Dieselben Kommentatoren, die einem Apologeten der Eskalation ein Forum bieten, freuen sich jetzt über den Preis für den Antikriegsfilm aus deutscher Produktion. Deutschland ist wirklich ein reichlich schizophrenes Land. Ebenfalls an der CAU lehrte bis kürzlich Patrik Baab. Bis er etwas Dreistes anstellte: Er wollte vor Ort prüfen, ob es vielleicht im Osten auch nichts Neues gibt. Er ging als Journalist auf Recherchereise und kam als Geächteter zurück: Hier lässt sich mehr über seinen Fall nachlesen. Hätte er nur in der FAZ ein bisschen Öl ins Feuer gegossen. Dann wäre er weiter Lehrbeauftragter in Kiel, hoch oben im Norden, wo man immer milde mit denen war, die sich der Obrigkeit andienten.

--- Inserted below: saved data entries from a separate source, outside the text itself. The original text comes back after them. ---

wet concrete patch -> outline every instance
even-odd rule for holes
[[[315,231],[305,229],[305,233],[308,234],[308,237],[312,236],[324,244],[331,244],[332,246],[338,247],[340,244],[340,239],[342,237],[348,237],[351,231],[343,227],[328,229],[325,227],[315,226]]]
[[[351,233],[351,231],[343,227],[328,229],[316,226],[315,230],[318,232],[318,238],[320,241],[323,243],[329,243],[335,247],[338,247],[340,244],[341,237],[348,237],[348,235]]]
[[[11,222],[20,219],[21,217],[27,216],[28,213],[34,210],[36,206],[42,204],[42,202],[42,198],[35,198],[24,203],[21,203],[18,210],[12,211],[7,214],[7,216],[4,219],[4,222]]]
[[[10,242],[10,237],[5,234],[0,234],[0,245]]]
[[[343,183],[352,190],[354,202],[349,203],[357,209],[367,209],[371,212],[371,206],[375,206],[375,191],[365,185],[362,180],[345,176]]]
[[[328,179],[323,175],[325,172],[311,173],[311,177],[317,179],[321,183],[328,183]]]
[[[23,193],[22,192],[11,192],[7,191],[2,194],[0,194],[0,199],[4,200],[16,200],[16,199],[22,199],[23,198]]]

Vom Reichskriegshafen zur Obrigkeitshörigkeit
Wer der Geschichte Deutschlands im 20. Jahrhundert nachspüren will, kann genauso gut eine Chronik der CAU in die Hand nehmen — am besten eine, die nicht im Auftrag der Universität geschrieben wurde. Dort bildet sich die ganze deutsche Geschichte mit ihren niederträchtigen und großmannssüchtigen Affekten ab. Die von Herzog Christian Albrecht von Schleswig-Holstein-Gottorf 1665 gegründete Universität befand sich mit Jahrhundertbeginn in unmittelbarer Nähe zu dem, was man später die Urkatastrophe des 20. Jahrhunderts nannte: Gemeint ist damit der Erste Weltkrieg. Aber eine Facette, die in ihn mündete, war der deutschen Eskalationspolitik jener Jahre geschuldet, speziell dem Flottengesetz.

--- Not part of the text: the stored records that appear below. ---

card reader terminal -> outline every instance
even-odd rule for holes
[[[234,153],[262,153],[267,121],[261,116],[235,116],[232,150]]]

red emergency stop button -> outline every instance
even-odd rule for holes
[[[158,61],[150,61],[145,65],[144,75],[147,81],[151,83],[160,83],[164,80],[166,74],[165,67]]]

Insbesondere Konteradmiral Alfred von Tirpitz tat sich in den Jahren vor dem Jahrhundertwechsel als Falke hervor. Sein Ziel: Die deutsche Flotte aufrüsten, damit das Deutsche Reich in den Kreis der Weltmächte vorstoßen und explizit mit der britischen Flotte konkurrieren kann. Das Reich war — um es mit Bismarck zu sagen — ein saturierter Staat: Aber für manchen war das nicht Sättigung genug. Bis vor zwei Jahren hieß der Kieler Marinestützpunkt auch noch Tirpitzhafen. Doch schon vor Tirpitz‘ „Offensive“ siedelten sich Marineeinrichtungen rund um die Kieler Förde an: Denn Kiel wurde bereits 1871 zum Reichskriegshafen. Aus diesem Grund entstanden dort allerlei Werften, insbesondere die maritime Rüstungsindustrie prägte Stadt und Leute.
Als dann der Erste Weltkrieg begann, riefen auch auf der Uni Kiel viele Professoren Hurra und indoktrinierten die jungen Männer mit patriotischer Romantik. Nochmals ein Hinweis auf den oben schon genannten oscarprämierten Film: Eine solche Szene studentischen und professoralen Überschwangs wurde von Regisseur Edward Berger recht gut inszeniert. Die Szene spielt natürlich nicht in Kiel, denn zu jener Zeit glichen sich die Universitäten in ihrem nationalen Eifer überall im Reich.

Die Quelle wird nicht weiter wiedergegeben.